Two Turkish military officers speaking to MEE who examined official photographs from the area said it was clear the hits were targeted.
One of the bombs used on 27 February was “obviously a penetrating bomb”, a senior Turkish military source directly involved with the incident told MEE.
“We reached the area that evening - multiple bombs had been dropped. Two buildings there before had been completely turned to rubble.”
'What will protect us against Russia'?
“Could this attack have been prevented", a Turkish special operations veteran asked. “Yes. Everyone says the S-400s [a Russian missile defence system] will protect us against the West. So, what will protect us against Russia, who killed 34 of our soldiers?”
“Russia gained psychological superiority with that. They already had military superiority,” a retired high-ranking officer told MEE.
Even more infuriating for Turkish military sources speaking to MEE was the Russian reaction to the strike. Ankara tried for hours to convince them to secure a safe passage to extract the dead and wounded, according to military officials, who say they refused.
“We couldn’t open an air corridor and we had to send medics by foot under sporadic bombardment,” a high-ranking officer running Syria operations said. “[The Russians] first told us that they thought they hit the Syrian opposition... Later they denied their involvement altogether.”
The Turkish government has never launched an investigation into the incident. Turkish and Russian jet radar records from the day have never been published, nor have the results of investigations carried out by the military experts at the scene.
The army’s only reaction was to dissolve the 65th mechanised infantry brigade, most of whose soldiers died in the attack. Survivors were assigned to other units.
Some within government-aligned circles say that Ankara did the right thing by blaming the Syrians: Turkey didn’t have enough firepower to take on Russia.
With nearly one million displaced Syrian civilians heading for Turkey’s border, and its Idlib observation stations surrounded by Assad’s forces, the government had been trying to push Moscow for a ceasefire for months.
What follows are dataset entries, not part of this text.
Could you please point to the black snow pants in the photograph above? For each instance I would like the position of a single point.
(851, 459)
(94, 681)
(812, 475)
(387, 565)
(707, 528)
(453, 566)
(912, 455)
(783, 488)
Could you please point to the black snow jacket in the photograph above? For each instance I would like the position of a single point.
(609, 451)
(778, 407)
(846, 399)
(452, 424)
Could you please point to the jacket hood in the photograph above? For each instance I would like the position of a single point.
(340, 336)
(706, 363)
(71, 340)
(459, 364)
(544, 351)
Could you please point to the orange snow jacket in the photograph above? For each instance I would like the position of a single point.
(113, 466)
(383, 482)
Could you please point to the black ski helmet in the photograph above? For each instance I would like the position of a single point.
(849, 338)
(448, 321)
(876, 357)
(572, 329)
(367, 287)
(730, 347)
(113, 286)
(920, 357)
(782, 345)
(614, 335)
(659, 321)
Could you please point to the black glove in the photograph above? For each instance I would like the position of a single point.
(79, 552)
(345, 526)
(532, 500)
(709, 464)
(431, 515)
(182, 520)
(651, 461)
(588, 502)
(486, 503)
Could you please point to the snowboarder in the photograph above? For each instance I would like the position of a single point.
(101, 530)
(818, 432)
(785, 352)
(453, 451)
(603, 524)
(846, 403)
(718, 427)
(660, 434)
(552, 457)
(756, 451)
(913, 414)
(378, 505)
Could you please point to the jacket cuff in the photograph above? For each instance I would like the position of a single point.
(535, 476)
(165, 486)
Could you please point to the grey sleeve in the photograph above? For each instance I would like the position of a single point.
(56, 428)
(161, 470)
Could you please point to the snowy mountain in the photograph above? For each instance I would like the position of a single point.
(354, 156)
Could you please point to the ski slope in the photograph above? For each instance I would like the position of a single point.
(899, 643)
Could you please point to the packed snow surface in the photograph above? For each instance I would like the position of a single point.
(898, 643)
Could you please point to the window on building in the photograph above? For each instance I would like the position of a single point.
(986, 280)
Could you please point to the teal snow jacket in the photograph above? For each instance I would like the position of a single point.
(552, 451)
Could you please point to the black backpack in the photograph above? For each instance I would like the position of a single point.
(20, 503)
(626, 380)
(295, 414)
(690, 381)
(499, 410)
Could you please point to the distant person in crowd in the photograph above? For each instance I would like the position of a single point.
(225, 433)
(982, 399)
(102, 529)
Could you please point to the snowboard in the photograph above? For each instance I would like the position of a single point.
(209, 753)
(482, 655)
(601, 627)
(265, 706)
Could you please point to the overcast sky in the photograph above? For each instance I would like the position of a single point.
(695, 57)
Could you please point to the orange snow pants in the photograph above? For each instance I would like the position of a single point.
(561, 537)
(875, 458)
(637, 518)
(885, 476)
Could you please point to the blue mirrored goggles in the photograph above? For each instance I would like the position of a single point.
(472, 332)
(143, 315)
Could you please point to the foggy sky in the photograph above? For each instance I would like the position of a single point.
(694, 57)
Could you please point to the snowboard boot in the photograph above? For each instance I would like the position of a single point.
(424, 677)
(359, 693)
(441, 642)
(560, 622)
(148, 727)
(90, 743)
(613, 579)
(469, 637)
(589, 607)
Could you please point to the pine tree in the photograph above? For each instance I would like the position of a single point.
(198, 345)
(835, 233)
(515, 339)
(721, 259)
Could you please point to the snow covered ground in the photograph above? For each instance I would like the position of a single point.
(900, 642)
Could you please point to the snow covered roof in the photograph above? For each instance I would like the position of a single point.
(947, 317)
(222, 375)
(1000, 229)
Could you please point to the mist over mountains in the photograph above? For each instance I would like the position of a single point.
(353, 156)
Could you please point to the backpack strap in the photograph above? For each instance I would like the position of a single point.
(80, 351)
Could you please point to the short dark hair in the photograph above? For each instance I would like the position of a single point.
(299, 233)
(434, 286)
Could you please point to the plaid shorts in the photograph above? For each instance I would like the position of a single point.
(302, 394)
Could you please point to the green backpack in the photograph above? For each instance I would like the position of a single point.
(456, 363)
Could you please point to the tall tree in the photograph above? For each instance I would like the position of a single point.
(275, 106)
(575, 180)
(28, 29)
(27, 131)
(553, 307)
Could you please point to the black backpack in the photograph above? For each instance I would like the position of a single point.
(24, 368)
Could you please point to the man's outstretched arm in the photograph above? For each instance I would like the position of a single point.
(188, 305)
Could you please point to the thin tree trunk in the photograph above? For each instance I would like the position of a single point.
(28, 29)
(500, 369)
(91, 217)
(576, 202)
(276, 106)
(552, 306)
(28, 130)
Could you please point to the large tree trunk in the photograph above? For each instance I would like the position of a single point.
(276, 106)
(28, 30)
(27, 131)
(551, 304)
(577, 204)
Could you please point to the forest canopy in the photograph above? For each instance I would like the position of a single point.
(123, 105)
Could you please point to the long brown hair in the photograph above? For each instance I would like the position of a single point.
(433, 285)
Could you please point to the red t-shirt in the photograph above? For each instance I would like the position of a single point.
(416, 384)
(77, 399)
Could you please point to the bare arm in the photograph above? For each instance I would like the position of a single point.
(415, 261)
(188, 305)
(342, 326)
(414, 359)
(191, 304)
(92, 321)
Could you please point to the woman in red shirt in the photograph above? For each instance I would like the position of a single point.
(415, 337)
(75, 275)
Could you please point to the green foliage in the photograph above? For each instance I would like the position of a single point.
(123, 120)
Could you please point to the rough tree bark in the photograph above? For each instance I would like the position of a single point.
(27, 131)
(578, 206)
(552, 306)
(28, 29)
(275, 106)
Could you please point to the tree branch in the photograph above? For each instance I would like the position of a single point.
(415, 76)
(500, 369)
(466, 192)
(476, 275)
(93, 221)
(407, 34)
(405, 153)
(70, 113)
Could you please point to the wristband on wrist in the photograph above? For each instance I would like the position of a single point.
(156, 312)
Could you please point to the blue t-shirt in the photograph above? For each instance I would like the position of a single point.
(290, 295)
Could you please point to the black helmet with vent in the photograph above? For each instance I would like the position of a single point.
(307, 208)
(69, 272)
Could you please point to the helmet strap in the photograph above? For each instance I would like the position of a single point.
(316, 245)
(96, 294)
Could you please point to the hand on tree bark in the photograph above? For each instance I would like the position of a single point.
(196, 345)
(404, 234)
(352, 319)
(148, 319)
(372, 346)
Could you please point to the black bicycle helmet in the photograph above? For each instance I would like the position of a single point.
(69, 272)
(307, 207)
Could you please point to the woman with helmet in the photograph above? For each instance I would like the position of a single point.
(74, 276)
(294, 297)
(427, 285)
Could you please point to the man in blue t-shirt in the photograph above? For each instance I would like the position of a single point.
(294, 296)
And seven days after the strike - and Turkey’s intense retaliatory offensive against Syrian forces, pummeling 200 Syrian government targets and killing more than 300 Syria-aligned soldiers - Turkey and Russia reached such an agreement, turning Idlib into a "de-escalation zone".
But not holding Moscow responsible for the attack played into the hands of the pro-Russian clique within the Turkish military and government, according to several sources within the military. As well, of course, as Russia itself.
In recent months, the Russian and Syrian air forces have intensified their aerial assaults, pushing Turkish President Recep Tayyip Erdogan to seek another meeting with his Russian counterpart Vladimir Putin.
The two countries have been negotiating to stage a Turkish military operation in the Syrian border town of Kobane to clear Syrian Kurdish YPG units there, Middle East Eye reported on Monday.
Officials speaking to Bloomberg last week said that Turkey was considering leaving some small parts of Idlib to the Russians in return for support for an operation in northern Syria.
For now, though, hostilities continue. Last weekend, Russian jets again hit the Turkish-backed Syrian National Army headquarters in the Afrin region, only a few kilometres from the Turkish border.
“We could have seized Damascus in 40 days if there wasn’t a Russian presence in Syria,” a Turkish colonel told MEE, reflecting on the years-long Turkish campaign.
“The Syrian army is total trash. We can hit the Syrian army as much as we want, but it won’t create a deterrent, because the Russians were the ones who struck us.”